Rozgrywka z czasem stawała się bardzo monotonna. Każda, byle jaka misja prowadziła do walki między graczami, kompletnie pominięto wątek PvE. W teorii wszystko wydawało się być w porządku. Przecież miała to być rozbudowana sieciowa strzelanina, po co komu PvE? Ano taki tryb rozgrywki jest jednak potrzebny chociażby po to, by trochę odsapnąć. Walki z innymi graczami bywają wymagające. Dostarczają sporo zabawy, ale potrafią zmęczyć. PvE jest takim kurkiem bezpieczeństwa, który w MMO pozwala zrzucić z siebie trochę napięcia. Przy okazji wypróbowanie swoich umiejętności na wirtualnych przeciwnikach, również dostarcza sporej radości, czego tym razem deweloperzy pozbawili graczy zupełnie.

W APB wprowadzono wyśmienity system edytorów.

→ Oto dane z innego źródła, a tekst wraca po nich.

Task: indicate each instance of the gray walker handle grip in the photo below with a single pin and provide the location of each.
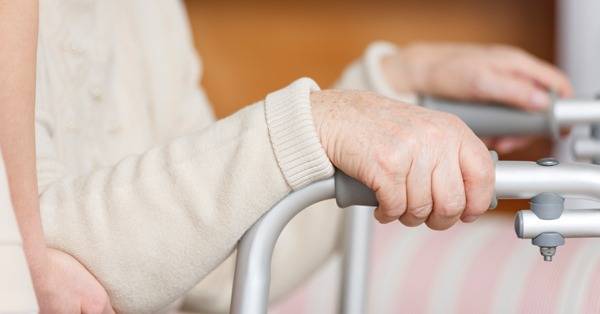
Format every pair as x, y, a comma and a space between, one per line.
490, 119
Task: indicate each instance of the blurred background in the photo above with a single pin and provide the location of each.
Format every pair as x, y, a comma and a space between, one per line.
252, 48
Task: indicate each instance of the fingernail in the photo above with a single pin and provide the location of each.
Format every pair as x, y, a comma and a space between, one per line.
539, 99
469, 218
505, 146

Począwszy od bardzo zaawansowanego mechanizmu tworzenia postaci, poprzez doskonałe edytory grafiki, a nawet muzyki. Aplikacja graficzna dostępna z poziomu gry pozwalała projektować emblematy, które z kolei można było umieszczać na swoich ubraniach czy samochodach. Programik muzyczny z kolei, pozwalał projektować własne motywy dźwiękowe, które były później w różnych sytuacjach odtwarzane pozostałym graczom. Jak więc widać, poza rozgrywką PvP tytuł oferował dużo innych zajęć. Problem jednak polegał na tym, że te nie wzbudziły większego zainteresowania. Przynajmniej nie na dłuższą metę.

Udało się co prawda zachować klimat szybkiej strzelaniny. Gracze mimo rozwoju postaci nie stawali się z czasem „nieśmiertelni” w porównaniu do początkujących postaci. To jednak nie pomogło. Cały czas mam wrażenie, że gra została skierowana do niewłaściwej grupy. Mimo etykietki MMO, tytuł powinien trafić do fanów strzelanin.

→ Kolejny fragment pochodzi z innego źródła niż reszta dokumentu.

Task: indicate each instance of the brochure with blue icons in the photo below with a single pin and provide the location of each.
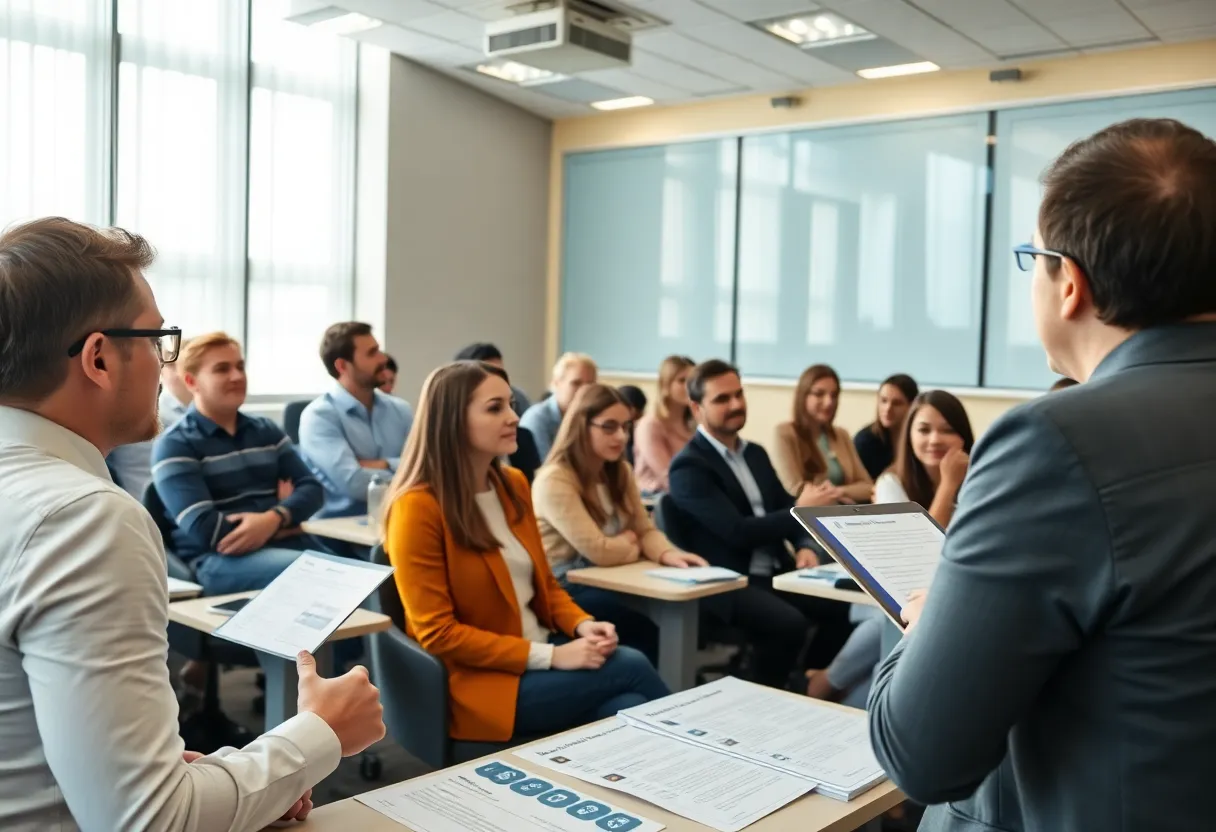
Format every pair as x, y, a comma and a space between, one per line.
499, 797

W dalszej kolejności sporym błędem okazał się otwarty świat gry. Po raz kolejny teorii stało się zadość. W grze MMO nieograniczone lokacje są w zasadzie koniecznością, nie działa to jednak w przypadku strzelanin. Aby uniknąć gigantycznej bitwy między stronami, deweloperzy zastosowali mechanizm łączenia graczy w grupy i wystawiania ich przeciwko sobie. Doprowadziło to jednak do tego, że nie można było atakować innych przeciwników niż tych wskazanych przez system. Nawet jeśli będąc policjantem natknęliśmy się na uliczną strzelaninę, to za nic nie mogliśmy się do niej dołączyć. Każda grupa funkcjonowała w ramach tej samej lokacji, ale stanowiła odrębny byt, oddzielony zupełnie od rzeczywistości, co kompletnie rujnowało realizm.

Grze należy postawić jeden zasadniczy zarzut -  zła grupa docelowa. Drugi mniejszy, ale równie istotny, to fatalne połączenie cech dwóch gatunków, czyli MMO i sieciowych strzelanin. Otwarty świat – doskonały w MMO, fatalny w strzelaninie. Brak PvE – oczywiste w strzelaninie, kompletnie nietrafione w MMO. Zaawansowane edytory postaci, grafiki i muzyki – niezłe dla graczy MMO, niepotrzebne dla fanów strzelanin. Takie zestawienia można by mnożyć.

W przypadku APB: All Points Bulletin deweloperzy chcieli zbyt szybko skonsolidować te dwa gatunki. Podejście „Ok., weźmy najlepsze cechy obu gatunków, połączmy je razem i będzie hit” kompletnie się nie sprawdziło.

Dzisiaj zakończę w tym miejscu. W przyszłym artykule zajmę się kolejnymi z wymienionych na wstępie tytułów, a na końcu będę się zastanawiał jak powinien wyglądać „FPSMMO”, by miało to jakiś sens.